I started to study the Bible again. I began to embrace and enjoy more of the simple things. I cut my schedule back again and as my strength returned I began walking again. 10 minutes a couple of times a week is not much in the world’s economy, but it is a lot in God’s economy. Every time I chose to do right, I was stepping to the side, staying out of God’s way, and letting Him be the boss. I selected His simple path of eating whatever I want within 1500-1700 calories a day and increased water intake a little each day. I am making it a set plan to get more sleep (still working on that one) and just enjoy all parts of life more in general. If I had been boss I would likely be paying a high price for a food plan or the ingredients of no telling what kind of dishes, joining a gym, and everything else I did when I was boss before.
Since October I have dropped 20 pounds without much effort at all. That’s the fun news to share. The not so fun fact is there are around 50 more pounds lurking that need to be shed to be physically manageable and more active without as much pain. But where I end up numbers-wise is not my focus at all. My current physical situation, my regret over not maintaining my prior losses, my increased arthritic pain…none of those are to be my focus. Where I am now spiritually in relation to Who is my boss and what He is telling me to do…that is to be my only focus. If I take care of the “do”, then the “don’t” will take care of itself.

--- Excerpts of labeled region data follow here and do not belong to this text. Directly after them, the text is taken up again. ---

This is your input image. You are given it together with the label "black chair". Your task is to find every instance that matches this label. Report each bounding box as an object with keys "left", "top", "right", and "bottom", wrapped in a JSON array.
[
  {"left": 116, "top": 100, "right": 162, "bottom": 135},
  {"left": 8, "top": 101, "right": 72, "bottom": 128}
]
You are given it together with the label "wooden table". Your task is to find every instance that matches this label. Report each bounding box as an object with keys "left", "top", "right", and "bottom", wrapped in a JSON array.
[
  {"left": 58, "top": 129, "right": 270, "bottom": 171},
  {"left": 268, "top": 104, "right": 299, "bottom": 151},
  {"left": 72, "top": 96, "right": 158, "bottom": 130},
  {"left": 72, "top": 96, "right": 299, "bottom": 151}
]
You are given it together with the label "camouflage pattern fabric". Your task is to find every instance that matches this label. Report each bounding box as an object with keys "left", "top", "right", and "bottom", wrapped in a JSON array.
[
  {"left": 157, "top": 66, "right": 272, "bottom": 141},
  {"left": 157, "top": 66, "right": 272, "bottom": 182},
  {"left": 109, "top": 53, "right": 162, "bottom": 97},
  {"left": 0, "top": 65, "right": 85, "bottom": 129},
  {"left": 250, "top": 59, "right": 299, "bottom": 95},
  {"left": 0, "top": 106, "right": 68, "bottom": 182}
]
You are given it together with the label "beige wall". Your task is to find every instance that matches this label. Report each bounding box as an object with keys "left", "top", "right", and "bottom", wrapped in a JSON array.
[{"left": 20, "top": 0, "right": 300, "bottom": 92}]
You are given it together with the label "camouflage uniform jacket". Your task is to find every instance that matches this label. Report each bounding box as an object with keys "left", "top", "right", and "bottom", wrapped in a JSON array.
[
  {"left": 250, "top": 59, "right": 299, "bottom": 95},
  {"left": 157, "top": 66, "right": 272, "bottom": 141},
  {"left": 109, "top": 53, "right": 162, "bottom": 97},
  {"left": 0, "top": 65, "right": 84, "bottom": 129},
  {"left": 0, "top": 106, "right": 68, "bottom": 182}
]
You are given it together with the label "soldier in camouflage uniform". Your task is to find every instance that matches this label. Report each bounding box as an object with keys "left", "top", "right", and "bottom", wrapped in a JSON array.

Who is your Boss? Is it laziness, sloth, overeating, under-exercising? Maybe you drink too much, stay up too late, try to control others with your perfectionism. Are you attempting to boss those areas yourself by sheer grit and determination rather than just doing the next right thing? My future weight loss path may look like a huge task to me right now and I could get a mite discouraged. But in refocusing when I feel the urge to control, I will gain the real prize of being spirit led in this journey. My only plan is focus on Jesus, take the next single step well, and keep telling myself this can be done. According to Desmond Tutu, even an elephant can be eaten one bite at a time.